Exponential thinking for early understanding of the scale of the universe
Keywords:Scale of the Universe, Primary school education, learning of exponents
In the last century, science has given us knowledge of the smallest things in the universe through to the vast distances of the visible universe. Science also gives us the ways to see the scale, with the modern technologies on which our lives depend. Education should respond to these revolutionary changes in human perception. However, for many people big and small numbers are just words with very little meaning (Resnick et al., 2017). A good way to help us gain meaning is to find a simple way to operate with huge and tiny numbers using the powers of ten as a notational tool.
There is some evidence, that young children have an intrinsic logarithmic ability (Opfer et al., 2010). To exploit these abilities, we present on results of a program that introduces large number concepts through engaging activities. We aim to make the mathematics needed for describing physical reality more intuitive, more relevant and less dependent on rote learning. This work is part of a broader project called Einstein-First that aims to introduce Einsteinian concepts throughout school education (https://www.einsteinianphysics.com).
We use powers of two as a stepping stone to develop language and concepts for powers of ten. The Powers of two program has been tested with year 3-4 students and Powers of ten with year 5-6 students. Lessons in the 8 hours programs are built around activities following four general principles: a) learning from group activities, b) using models and games to explore concepts, c) using Google searches for data gathering where appropriate, and d) learning through play-acting. We present some of the activities. One successful activity was the Powers of the Universe book, created by students. Each page is a power of ten. Numbers that describe all the known physical quantities in the Universe can be fitted in this 120-page logarithmic book, in which all quantities are expressed in SI units.

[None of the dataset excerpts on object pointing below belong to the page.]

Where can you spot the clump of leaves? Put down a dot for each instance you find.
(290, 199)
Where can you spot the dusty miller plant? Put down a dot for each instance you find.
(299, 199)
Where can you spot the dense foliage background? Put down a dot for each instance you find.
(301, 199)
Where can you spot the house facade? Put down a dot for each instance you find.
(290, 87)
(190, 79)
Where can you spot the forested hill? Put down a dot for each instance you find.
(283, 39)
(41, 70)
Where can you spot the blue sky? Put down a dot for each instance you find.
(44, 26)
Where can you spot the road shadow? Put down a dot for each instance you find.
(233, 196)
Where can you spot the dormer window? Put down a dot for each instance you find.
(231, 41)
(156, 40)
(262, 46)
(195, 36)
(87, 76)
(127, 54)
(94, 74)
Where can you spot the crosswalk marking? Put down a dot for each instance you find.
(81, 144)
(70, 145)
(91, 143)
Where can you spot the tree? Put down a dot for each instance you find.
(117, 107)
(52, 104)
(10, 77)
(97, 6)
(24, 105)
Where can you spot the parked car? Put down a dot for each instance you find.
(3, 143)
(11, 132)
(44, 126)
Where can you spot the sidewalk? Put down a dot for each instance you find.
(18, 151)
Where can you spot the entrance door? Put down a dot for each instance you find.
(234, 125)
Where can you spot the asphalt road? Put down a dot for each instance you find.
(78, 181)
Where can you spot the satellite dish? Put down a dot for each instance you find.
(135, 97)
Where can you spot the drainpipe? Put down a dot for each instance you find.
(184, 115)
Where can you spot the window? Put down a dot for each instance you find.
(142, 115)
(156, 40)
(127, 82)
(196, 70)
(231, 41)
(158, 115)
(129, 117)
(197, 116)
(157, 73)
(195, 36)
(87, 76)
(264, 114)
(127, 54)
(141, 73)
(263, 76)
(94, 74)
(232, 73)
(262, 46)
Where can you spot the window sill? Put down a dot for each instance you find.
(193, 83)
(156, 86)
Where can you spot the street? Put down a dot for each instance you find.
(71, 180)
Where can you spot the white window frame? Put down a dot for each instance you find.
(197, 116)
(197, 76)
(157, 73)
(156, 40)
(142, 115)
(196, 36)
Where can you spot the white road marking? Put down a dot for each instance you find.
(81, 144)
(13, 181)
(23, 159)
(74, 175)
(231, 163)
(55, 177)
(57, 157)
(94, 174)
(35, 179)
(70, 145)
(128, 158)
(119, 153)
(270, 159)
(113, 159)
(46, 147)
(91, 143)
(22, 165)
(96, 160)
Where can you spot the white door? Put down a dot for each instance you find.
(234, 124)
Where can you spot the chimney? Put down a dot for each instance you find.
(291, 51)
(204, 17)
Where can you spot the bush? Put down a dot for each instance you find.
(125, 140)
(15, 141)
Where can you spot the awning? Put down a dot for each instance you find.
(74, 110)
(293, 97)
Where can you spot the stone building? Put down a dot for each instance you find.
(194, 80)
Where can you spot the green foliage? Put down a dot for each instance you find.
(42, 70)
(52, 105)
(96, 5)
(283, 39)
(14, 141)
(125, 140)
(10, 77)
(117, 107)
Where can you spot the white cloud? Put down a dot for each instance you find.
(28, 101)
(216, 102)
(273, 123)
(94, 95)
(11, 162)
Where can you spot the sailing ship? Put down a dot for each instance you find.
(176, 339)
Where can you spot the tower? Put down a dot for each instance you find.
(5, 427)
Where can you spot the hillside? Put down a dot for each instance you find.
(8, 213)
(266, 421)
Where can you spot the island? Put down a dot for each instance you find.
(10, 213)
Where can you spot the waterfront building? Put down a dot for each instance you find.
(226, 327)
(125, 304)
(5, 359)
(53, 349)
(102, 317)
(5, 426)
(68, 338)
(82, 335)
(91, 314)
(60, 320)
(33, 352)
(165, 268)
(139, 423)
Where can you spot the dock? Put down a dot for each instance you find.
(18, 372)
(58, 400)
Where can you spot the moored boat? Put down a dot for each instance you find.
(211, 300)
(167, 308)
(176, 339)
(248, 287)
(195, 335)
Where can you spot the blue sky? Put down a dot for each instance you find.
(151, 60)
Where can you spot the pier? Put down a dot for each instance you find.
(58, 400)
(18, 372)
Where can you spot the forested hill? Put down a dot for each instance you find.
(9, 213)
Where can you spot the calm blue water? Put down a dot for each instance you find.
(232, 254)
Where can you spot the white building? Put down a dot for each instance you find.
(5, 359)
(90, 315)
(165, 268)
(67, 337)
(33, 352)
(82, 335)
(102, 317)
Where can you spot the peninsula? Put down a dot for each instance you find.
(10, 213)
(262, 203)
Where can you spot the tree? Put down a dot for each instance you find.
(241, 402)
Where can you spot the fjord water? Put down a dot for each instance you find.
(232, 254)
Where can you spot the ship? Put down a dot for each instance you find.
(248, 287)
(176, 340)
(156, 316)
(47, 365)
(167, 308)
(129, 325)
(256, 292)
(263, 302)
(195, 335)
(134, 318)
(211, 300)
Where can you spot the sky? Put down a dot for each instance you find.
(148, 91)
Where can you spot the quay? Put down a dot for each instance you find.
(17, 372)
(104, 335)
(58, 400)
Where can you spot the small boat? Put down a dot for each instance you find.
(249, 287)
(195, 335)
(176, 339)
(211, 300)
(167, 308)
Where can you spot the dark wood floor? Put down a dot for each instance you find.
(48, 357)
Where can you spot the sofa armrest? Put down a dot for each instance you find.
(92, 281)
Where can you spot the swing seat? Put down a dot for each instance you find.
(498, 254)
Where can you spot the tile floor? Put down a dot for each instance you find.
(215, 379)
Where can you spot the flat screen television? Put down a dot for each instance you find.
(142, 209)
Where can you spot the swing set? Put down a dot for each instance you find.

The program demonstrated significant outcomes regarding understanding scale of the Universe, estimation of big and small numbers, using powers of ten as a tool for calculation and reasoning about numbers. The results of pilot trials from pre-test and post-test comparisons indicate that nearly 100% of students were able to use powers of two for describing numbers in processes such as bacteria splitting or numbers of ancestors. 78% of students preferred to use powers of ten notation over multiple zeros for big and small numbers. 98% of students widened their knowledge about the scale of the Universe. Evidence from teacher and student interviews indicates student enjoyment and appreciation of the relevance and capacity of students to extend their understanding.REFERENCES
Opfer. J. E., Thompson, C. A., & Furlong, E. E. (2010). Early development of spatial-numeric associations: evidence from spatial and quantitative performance of preschooler. Developmental Science, 5, 761-771.
Resnick, I., Newcombe, N., & Shipley, T. (2017). Dealing with big numbers: Representation and understanding of magnitudes Outside of Human experience. Cognitive science, 41, 1020-1041.